Home OPINION COLUMNISTS MTN, Not “Everywhere You Go” By Yusuf Ozi-Usman

MTN, Not “Everywhere You Go” By Yusuf Ozi-Usman

One of the public advertisement slogans popularly deployed by a communication network giant service provider, MTN, to dazzle its numerous customers is: “MTN, Everywhere You Go.”
This presupposes that subscribers to its network can make and receive calls from anywhere in Nigeria and across the globe. This looks very catchy and creative, but does the reality match the slogan or is it propaganda?
One needs not go far even outside the Nigeria’s nation federal capital, Abuja, to come face-to-face with the lie and deceptive antic that have been built into this popular, obviously bogus slogan, either deliberately or ignorantly.
It is instructive to know that MTN network is completely zero in Chibiri, a growing village, outskirts Kuje, in Kuje area council of the Federal Capital Territory. This village is inhabited by many civil servants and business people who commute daily to Abuja main city for their daily runs.
But, whenever they return to their houses, they have to switch off the MTN on their cell phones. No one needs to be told that a lot of missed calls or failed calls result from such total MTN blackout.
The irony is that some other network providers which do not make such loud-mouthed claim to being everywhere are fully on ground in Chibiri.

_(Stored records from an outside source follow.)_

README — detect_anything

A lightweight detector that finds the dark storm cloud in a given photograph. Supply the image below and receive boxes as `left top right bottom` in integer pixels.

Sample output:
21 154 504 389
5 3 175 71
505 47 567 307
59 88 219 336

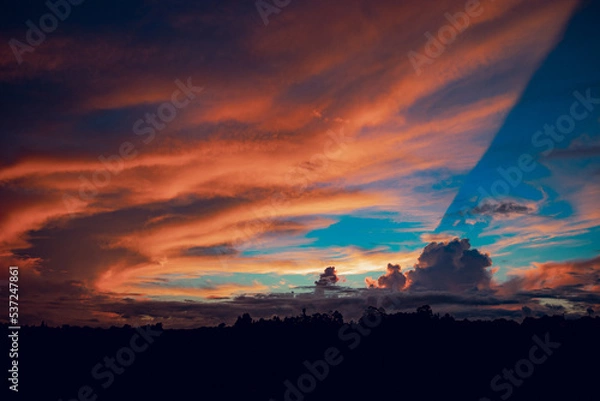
315 266 339 287
365 263 406 291
407 239 492 291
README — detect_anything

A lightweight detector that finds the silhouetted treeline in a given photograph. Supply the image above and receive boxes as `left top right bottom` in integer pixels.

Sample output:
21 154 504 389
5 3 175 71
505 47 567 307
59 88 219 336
3 306 600 401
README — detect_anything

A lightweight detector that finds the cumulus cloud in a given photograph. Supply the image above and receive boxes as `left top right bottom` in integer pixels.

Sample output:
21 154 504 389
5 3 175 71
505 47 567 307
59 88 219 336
315 266 340 287
407 238 492 291
365 263 406 291
471 202 532 216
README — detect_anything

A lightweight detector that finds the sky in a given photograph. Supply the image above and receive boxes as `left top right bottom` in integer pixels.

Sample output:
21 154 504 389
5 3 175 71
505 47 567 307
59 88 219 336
0 0 600 327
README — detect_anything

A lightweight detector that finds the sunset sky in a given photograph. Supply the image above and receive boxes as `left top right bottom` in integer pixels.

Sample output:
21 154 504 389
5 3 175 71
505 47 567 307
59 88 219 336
0 0 600 327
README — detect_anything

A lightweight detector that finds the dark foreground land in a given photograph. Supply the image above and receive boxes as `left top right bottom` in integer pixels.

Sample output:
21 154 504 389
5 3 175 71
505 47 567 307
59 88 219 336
2 308 600 401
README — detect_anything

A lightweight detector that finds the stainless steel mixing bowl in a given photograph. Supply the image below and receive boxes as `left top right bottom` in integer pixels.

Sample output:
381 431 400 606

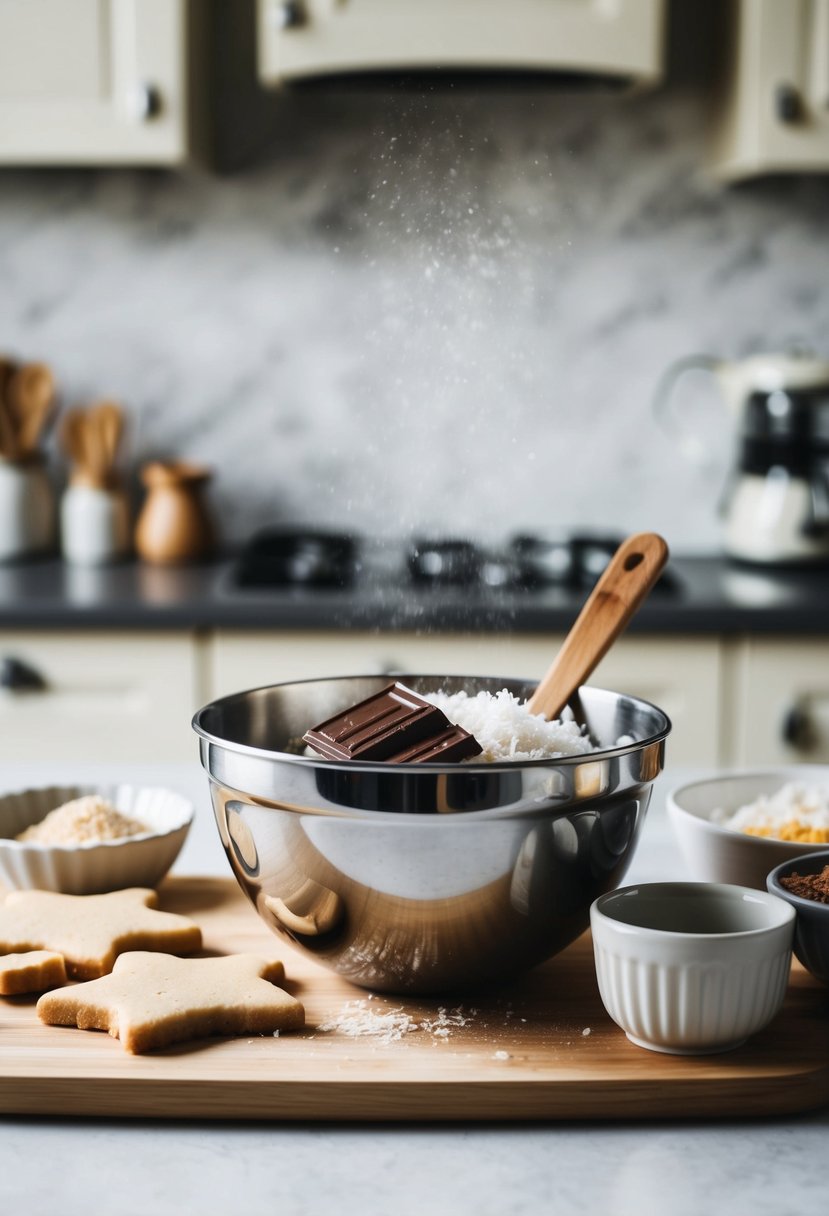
193 675 671 992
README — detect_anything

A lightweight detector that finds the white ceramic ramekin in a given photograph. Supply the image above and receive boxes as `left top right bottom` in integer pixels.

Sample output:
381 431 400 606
0 786 193 895
667 765 829 891
591 883 795 1054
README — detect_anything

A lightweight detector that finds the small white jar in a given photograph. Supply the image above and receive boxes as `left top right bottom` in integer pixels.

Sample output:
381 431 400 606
0 458 55 562
61 483 130 565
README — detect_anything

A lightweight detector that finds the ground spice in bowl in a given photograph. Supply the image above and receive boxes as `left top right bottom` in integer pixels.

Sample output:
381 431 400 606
780 866 829 903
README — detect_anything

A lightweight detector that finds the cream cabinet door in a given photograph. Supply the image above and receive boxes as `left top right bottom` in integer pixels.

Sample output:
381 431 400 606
208 631 722 765
0 632 202 767
0 0 201 164
712 0 829 179
733 638 829 765
258 0 665 85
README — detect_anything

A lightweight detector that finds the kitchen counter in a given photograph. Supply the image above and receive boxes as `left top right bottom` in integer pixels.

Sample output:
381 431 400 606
0 557 829 636
0 764 829 1216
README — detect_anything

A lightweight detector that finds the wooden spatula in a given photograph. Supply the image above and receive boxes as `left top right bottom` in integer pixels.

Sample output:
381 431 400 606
528 533 667 720
6 364 55 456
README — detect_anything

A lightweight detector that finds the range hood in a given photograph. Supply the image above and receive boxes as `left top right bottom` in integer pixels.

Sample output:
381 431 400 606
258 0 665 88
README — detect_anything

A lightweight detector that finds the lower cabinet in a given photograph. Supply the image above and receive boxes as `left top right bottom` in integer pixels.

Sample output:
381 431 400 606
729 637 829 767
208 631 722 765
0 631 203 764
0 630 829 767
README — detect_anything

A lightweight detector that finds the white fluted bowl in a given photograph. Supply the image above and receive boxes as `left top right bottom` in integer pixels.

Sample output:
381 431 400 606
591 883 795 1055
0 786 193 895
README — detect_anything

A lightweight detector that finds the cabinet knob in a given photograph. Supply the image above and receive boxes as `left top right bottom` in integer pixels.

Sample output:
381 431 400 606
780 705 814 751
271 0 308 29
0 655 46 692
126 80 162 123
774 84 803 125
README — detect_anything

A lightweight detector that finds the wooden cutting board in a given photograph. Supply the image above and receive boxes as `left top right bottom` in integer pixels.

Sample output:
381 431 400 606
0 878 829 1121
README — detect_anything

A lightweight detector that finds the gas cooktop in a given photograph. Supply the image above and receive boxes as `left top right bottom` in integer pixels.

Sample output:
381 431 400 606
231 528 676 591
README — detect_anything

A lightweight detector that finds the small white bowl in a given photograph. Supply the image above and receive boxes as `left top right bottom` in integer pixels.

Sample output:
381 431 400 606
0 786 193 895
667 765 829 891
591 883 795 1055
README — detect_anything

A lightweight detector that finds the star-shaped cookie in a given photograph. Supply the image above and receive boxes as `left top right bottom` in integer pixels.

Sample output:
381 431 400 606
38 951 305 1053
0 886 202 980
0 950 66 996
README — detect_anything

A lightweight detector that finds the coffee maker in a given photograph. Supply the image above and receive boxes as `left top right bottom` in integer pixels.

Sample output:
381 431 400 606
655 354 829 565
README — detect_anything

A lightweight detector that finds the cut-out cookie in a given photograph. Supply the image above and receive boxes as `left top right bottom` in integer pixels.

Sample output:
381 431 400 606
0 950 66 996
0 886 202 980
38 951 305 1053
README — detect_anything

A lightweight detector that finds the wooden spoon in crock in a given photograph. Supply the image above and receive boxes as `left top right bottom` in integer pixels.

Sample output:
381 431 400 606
528 533 667 720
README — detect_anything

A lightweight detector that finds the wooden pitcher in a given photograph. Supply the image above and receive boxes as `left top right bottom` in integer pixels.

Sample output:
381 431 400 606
135 461 215 564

In fact, it has been noted over a period of time that residents of this village who are, in deed, ardent MTN subscribers, have jettisoned it and turned to such other network providers to save themselves the embarrassment of being shut out of the world in terms of communication.
Incidentally, the sub headquarter of this medium, Greenbarge Reporters, is being domicile in this village. The publisher locate the sub headquarter in Chibiri, believing that, as a village, it would soon catch up with the fast developing Abuja structure and scope and to take advantage inherent in the principle of spreading out. There are similarly other Firms and businesses springing up in this village, from where MTN can make an inroad.

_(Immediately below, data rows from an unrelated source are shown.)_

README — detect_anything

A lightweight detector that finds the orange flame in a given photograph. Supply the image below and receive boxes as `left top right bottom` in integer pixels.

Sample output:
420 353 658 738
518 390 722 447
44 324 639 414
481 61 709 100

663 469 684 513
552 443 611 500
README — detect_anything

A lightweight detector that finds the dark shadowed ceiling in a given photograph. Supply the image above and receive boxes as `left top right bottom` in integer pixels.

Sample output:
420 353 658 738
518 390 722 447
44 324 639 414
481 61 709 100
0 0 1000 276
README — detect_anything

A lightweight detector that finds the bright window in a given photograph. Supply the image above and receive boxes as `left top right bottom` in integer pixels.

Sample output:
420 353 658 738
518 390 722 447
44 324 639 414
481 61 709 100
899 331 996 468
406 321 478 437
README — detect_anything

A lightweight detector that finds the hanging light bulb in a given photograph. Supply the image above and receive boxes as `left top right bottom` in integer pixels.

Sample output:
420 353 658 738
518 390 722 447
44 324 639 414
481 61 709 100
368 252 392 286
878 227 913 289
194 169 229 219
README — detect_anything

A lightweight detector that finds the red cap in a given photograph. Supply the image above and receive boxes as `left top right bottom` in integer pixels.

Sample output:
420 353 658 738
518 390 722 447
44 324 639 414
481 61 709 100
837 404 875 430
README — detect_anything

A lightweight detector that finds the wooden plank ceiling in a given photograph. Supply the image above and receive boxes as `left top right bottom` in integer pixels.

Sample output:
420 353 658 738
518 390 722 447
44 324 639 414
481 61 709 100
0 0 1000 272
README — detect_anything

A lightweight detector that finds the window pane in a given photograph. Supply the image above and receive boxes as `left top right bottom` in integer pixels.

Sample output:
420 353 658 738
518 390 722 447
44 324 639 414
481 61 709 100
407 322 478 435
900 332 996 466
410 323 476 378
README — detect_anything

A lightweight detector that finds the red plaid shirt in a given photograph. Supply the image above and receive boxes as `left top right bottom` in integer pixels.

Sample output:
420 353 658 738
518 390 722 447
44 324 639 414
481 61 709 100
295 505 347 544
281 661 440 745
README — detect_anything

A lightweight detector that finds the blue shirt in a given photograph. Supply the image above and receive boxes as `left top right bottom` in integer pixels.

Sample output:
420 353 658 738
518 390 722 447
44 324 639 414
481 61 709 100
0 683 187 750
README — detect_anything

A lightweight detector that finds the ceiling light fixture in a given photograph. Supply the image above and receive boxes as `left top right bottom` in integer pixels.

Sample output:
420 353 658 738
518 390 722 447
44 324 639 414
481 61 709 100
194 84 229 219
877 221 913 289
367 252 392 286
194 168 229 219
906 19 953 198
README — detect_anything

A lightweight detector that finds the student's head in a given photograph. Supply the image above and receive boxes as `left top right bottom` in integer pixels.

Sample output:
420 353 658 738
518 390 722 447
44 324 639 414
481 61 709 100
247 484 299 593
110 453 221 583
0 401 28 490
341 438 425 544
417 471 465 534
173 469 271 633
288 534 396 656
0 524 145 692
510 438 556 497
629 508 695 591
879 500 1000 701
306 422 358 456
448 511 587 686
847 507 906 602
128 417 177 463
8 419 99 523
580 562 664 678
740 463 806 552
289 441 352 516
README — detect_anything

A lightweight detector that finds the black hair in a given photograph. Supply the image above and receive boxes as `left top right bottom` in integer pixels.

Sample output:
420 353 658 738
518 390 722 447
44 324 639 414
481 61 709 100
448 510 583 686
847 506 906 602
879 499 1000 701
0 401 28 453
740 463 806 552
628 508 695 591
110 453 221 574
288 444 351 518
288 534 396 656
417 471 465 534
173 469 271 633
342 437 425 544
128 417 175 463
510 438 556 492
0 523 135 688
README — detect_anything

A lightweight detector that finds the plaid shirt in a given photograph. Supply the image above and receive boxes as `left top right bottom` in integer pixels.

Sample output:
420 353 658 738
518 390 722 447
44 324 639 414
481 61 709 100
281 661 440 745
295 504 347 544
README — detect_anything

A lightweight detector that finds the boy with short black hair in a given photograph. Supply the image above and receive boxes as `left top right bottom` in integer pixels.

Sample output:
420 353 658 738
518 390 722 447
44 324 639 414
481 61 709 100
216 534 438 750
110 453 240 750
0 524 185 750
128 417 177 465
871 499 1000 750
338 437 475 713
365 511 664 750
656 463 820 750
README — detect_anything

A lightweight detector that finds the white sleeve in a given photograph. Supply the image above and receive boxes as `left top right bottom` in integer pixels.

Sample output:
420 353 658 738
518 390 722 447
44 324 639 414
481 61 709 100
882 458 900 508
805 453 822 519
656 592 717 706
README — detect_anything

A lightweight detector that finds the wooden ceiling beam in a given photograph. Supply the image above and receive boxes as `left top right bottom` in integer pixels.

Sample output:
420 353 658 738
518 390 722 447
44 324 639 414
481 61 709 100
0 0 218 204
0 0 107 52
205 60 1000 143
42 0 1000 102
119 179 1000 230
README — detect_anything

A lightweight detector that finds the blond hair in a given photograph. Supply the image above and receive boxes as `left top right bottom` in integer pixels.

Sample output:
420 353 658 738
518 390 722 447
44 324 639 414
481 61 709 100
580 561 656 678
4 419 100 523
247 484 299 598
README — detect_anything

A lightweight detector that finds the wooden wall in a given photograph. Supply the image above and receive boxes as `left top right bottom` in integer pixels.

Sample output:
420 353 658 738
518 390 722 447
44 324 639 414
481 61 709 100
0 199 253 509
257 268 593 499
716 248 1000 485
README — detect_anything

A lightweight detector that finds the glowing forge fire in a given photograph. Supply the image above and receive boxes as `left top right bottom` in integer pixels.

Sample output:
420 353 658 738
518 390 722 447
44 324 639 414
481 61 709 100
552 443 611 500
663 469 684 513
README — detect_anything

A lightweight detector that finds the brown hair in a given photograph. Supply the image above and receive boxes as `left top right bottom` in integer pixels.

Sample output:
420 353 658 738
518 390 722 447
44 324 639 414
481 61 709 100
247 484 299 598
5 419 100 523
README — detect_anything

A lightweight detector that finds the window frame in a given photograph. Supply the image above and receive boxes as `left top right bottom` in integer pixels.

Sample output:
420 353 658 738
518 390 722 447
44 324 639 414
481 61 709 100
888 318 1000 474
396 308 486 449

To be sure, it is not only in Chibiri that MTN is out of the air: there are other locations spotted, including a part of the border between Abuja Municipal area council and Kuje area council. There are also businesses and trading activities going on in this area that have been using MTN for a long time, but are denied access to network once they are back home from Abuja city.
The concern many MTN subscribers has is the idea of the operatives of the network building such laudable notion about their network’s spread without a scientific proof.
One is at a loss as to whether MTN came up with “everywhere you go” slogan simply as a way of intimidating its rivals, without considering the implication of its negativism when it is discovered to be a lie, or it is based on research, conducted, of course, by its operatives that fed them lie all the same.
The MTN sweeping conclusion based on some hurriedly packaged advert campaign is, sadly, a reflection of the way most Nigerians do business. It is in Nigeria that so-called experts would propound any form of figure or percentage of people suffering from one ailment or the other, or the number of people killed in uprising without resort to scientific proof: most times, the people quoting the figure or percentage have not physically counted the victims. So it appears to be in the case of MTN, indicating that its market researcher did a lazy work with false result of “every where you go!”
As one of the early subscribers of MTN (I bought my sim card in 2002), I am personally affected by this blackout. I advise MTN management to either repackage the language of its advertisement so that those of us who have its sim cards would remove them from our cell phones to breathe “fresh air” or conduct further research on the shortcomings in its network’s reach with a view to correcting them, so that we would continue to be its customers.
Such research move would definitely has Chibiri as a starting point.